Following the publication of Welsh [Plural] – a collection of essays offering radical and nuanced perspectives on Welshness and Wales – Wales Arts Review is delighted to share one of the 19 included essays from author, poet, memoirist and two-time Welsh Book of the Year winner Niall Griffiths. Here, he considers national and geographical divides as well as the things which unite amidst the growing popularity of Welsh independence. 

The magistrate — quite a nice-looking lady, really, with bright eyes and a bird brooch on her lapel, but sat between two old codgers with faces like disgruntled cottage cheese — uttered the words “short, sharp shock”, and I went heavy  and cold; wasn’t that something to do with Borstal? Aw Jeez, I’d seen Scum, I was no Carling/Ray Winstone, I could never be someone’s “daddy” and batter them with a pool ball in a sock — but then she said the words “discipline” and “resources” and “alternative outlets for certain energies”. She said the words “outward bound course”. My solicitor patted my shoulder and wiped imaginary sweat from his brow.

And two dawns later I awoke in a tent at first light. I crawled out, quietly so as not to awaken the other miscreants and instructors in the other tents roundabout and just stood breathing. Oh Mother of the Dark Waters. The peak of Yr Wyddfafrom where, later, I’d be able to see, far in the distance, the big coastal city in which I was born and lived, sheered straight upwards above the black lake and me all of a sudden big, so full and fecund, with a head full of ghosts and a heart full of blood. From here is where parts of me sprouted. From this great tumble of stone and from the Dark Water Mother. There can be no doubt. I could have a proper conversation there. I did. “‘Britain has always fudged its national settlement. A political and emotional story which began with England’s conquest of Wales in 1284 has never been completed or resolved,” wrote Jonathan Lis in Prospect magazine. So when Theresa May spoke about “our island story”, shortly after she deemed a vast number of people comfortable in their identities as “citizens of nowhere”, to which particular story did she refer? Which fucking story? Because if there is one overarching narrative to the history of these islands, it’s one that belongs to, and has been written by, the bully. It’s a tale that wilfully underwrites and neglects certain arcs of itself. That seeks to stuff some gasping mouths with stone. I’d always known this, in some deep place beyond words; the Dark Water Ma gave it utterance.

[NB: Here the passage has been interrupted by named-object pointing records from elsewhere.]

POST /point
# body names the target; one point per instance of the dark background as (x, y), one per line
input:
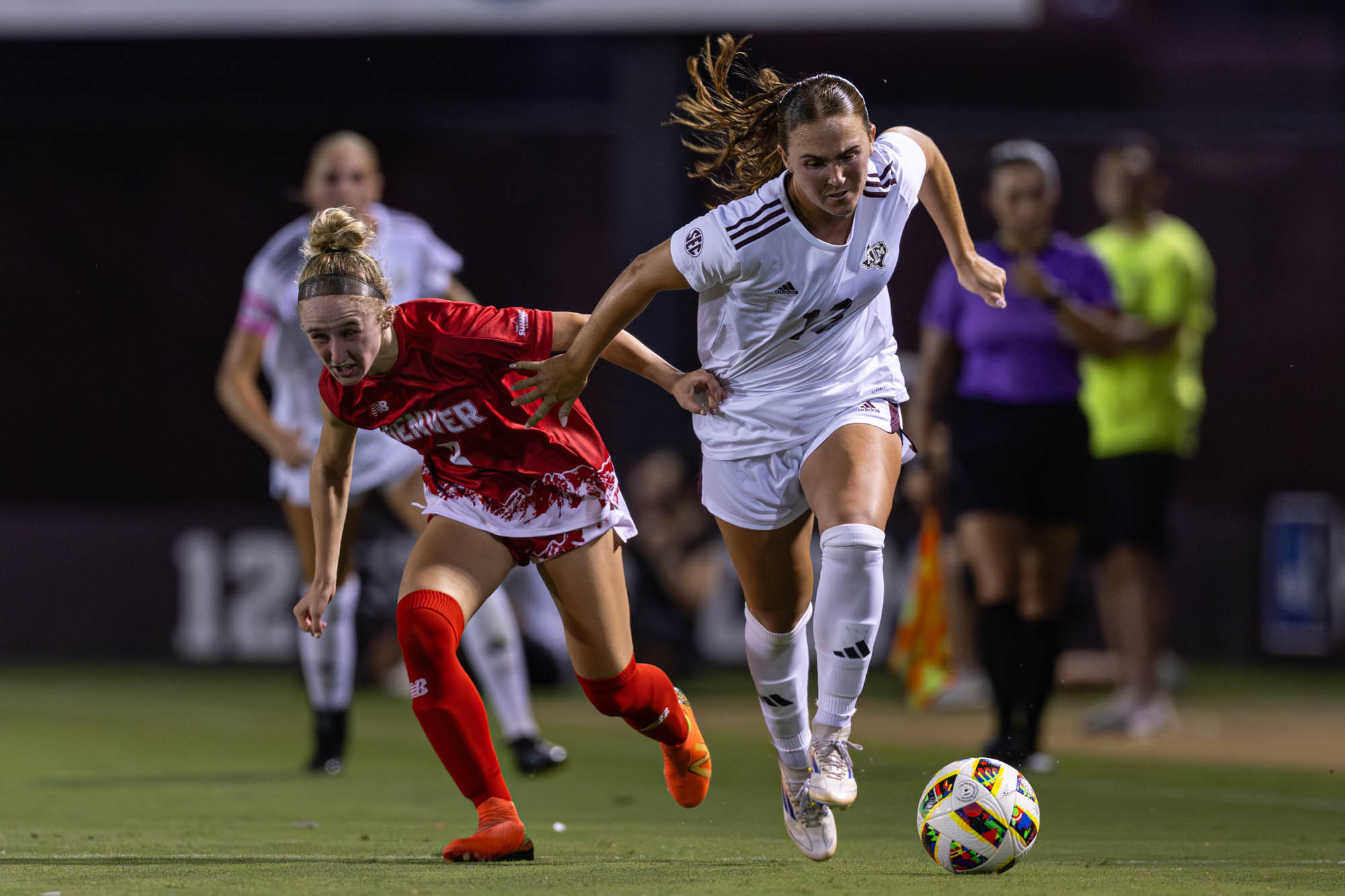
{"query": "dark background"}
(146, 174)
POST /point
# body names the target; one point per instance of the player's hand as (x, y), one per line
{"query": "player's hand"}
(699, 392)
(291, 450)
(311, 607)
(556, 381)
(984, 278)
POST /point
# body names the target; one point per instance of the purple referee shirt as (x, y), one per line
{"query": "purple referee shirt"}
(1017, 354)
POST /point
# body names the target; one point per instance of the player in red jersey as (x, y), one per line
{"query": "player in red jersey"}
(436, 376)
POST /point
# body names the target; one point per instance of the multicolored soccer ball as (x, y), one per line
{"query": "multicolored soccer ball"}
(978, 815)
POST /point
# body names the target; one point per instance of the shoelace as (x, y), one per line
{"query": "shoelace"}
(810, 811)
(833, 756)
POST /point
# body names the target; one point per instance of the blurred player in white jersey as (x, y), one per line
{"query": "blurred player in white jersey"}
(796, 322)
(344, 170)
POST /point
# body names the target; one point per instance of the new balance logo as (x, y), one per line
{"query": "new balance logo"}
(856, 651)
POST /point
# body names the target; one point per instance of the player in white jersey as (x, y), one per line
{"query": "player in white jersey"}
(344, 170)
(796, 322)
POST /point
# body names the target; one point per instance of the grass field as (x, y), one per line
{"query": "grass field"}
(154, 779)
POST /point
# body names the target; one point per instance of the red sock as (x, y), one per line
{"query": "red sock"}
(644, 697)
(430, 624)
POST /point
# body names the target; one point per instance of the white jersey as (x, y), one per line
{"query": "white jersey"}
(797, 329)
(416, 263)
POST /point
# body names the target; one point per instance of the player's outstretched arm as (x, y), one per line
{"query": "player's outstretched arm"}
(329, 493)
(939, 196)
(559, 381)
(699, 392)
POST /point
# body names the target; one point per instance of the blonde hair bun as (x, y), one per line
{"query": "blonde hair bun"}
(337, 231)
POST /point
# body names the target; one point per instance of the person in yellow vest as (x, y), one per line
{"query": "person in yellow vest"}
(1144, 408)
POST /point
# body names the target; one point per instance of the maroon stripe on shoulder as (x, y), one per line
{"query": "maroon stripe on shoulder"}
(771, 218)
(762, 233)
(740, 222)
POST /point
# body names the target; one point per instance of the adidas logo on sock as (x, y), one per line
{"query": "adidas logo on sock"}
(856, 651)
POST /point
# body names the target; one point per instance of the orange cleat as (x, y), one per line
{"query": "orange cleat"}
(687, 767)
(500, 837)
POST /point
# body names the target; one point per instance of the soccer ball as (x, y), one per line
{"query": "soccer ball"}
(978, 815)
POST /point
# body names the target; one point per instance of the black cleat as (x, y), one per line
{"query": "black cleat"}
(330, 741)
(1007, 751)
(535, 755)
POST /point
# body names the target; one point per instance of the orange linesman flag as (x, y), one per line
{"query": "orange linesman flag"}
(921, 643)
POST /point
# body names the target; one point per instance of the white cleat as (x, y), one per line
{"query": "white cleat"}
(832, 780)
(812, 825)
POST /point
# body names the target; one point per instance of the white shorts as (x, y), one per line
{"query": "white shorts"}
(536, 549)
(765, 493)
(380, 460)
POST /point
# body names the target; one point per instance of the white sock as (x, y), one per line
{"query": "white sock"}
(779, 666)
(849, 604)
(537, 615)
(496, 650)
(329, 662)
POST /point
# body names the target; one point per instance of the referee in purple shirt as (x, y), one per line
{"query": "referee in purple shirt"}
(1020, 463)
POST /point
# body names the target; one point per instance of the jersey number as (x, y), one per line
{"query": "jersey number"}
(810, 318)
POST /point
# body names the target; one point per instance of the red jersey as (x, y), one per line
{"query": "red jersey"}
(449, 396)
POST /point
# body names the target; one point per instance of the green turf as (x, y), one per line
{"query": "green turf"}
(145, 780)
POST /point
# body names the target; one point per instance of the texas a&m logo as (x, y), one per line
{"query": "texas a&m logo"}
(419, 424)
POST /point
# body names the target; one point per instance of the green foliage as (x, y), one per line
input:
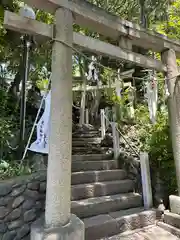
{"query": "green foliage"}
(156, 140)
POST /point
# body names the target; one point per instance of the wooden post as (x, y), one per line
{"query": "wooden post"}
(103, 123)
(115, 140)
(146, 180)
(58, 200)
(173, 82)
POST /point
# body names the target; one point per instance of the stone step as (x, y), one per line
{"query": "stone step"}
(83, 142)
(106, 225)
(172, 219)
(78, 166)
(173, 230)
(102, 205)
(98, 176)
(92, 157)
(151, 232)
(82, 191)
(89, 150)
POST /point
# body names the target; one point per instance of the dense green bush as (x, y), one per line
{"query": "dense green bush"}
(156, 140)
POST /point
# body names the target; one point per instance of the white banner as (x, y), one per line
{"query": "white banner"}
(41, 144)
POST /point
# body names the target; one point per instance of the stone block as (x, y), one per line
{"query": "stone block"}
(174, 204)
(74, 230)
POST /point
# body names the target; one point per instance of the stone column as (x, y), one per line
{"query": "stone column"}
(60, 141)
(59, 223)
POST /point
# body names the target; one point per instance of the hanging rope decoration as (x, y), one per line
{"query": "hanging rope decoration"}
(152, 97)
(93, 72)
(166, 91)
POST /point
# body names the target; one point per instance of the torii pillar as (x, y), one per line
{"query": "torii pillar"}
(59, 223)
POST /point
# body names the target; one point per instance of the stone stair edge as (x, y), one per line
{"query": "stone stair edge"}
(97, 189)
(172, 219)
(173, 230)
(98, 156)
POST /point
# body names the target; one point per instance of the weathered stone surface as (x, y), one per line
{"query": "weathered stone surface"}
(41, 177)
(174, 204)
(23, 231)
(9, 235)
(28, 204)
(32, 194)
(39, 205)
(17, 185)
(29, 215)
(4, 190)
(33, 185)
(3, 227)
(42, 187)
(17, 201)
(3, 212)
(15, 224)
(15, 214)
(18, 191)
(5, 200)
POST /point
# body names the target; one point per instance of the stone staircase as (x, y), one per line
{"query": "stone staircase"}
(102, 195)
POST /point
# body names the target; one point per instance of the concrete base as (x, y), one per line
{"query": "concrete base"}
(74, 230)
(174, 204)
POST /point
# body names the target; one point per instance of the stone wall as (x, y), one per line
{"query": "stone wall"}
(21, 202)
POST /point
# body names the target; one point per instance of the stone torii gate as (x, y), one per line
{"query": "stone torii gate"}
(59, 223)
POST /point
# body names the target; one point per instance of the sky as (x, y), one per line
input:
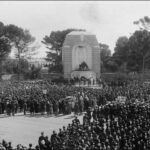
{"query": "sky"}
(108, 20)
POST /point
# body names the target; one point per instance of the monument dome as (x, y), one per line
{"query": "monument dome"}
(81, 48)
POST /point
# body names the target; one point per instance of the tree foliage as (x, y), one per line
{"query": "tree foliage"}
(20, 39)
(5, 46)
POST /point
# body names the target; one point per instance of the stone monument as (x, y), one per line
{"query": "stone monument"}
(81, 55)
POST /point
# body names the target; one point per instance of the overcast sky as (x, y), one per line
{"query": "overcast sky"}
(107, 19)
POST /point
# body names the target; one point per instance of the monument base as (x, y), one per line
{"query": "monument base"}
(86, 74)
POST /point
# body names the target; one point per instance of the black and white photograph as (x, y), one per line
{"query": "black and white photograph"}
(74, 75)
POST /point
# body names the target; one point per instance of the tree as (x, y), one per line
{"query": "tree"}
(21, 40)
(54, 43)
(5, 46)
(143, 23)
(33, 73)
(139, 44)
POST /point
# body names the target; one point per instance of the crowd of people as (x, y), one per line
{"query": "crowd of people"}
(107, 124)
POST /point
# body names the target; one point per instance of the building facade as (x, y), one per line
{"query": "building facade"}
(80, 47)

Alastair Moffat in The Sea Kingdoms: “because Welsh is such an old language and because it described Britain first, it carries a version of the history of the whole island inside it”.

True. And those words “Britain first” — an unfortunate pairing, these days. Capitalise the “first” and, yes, there are many descriptors in the Cymraeg, but you won’t find them in the dictionary. No Britain First for the first Britons.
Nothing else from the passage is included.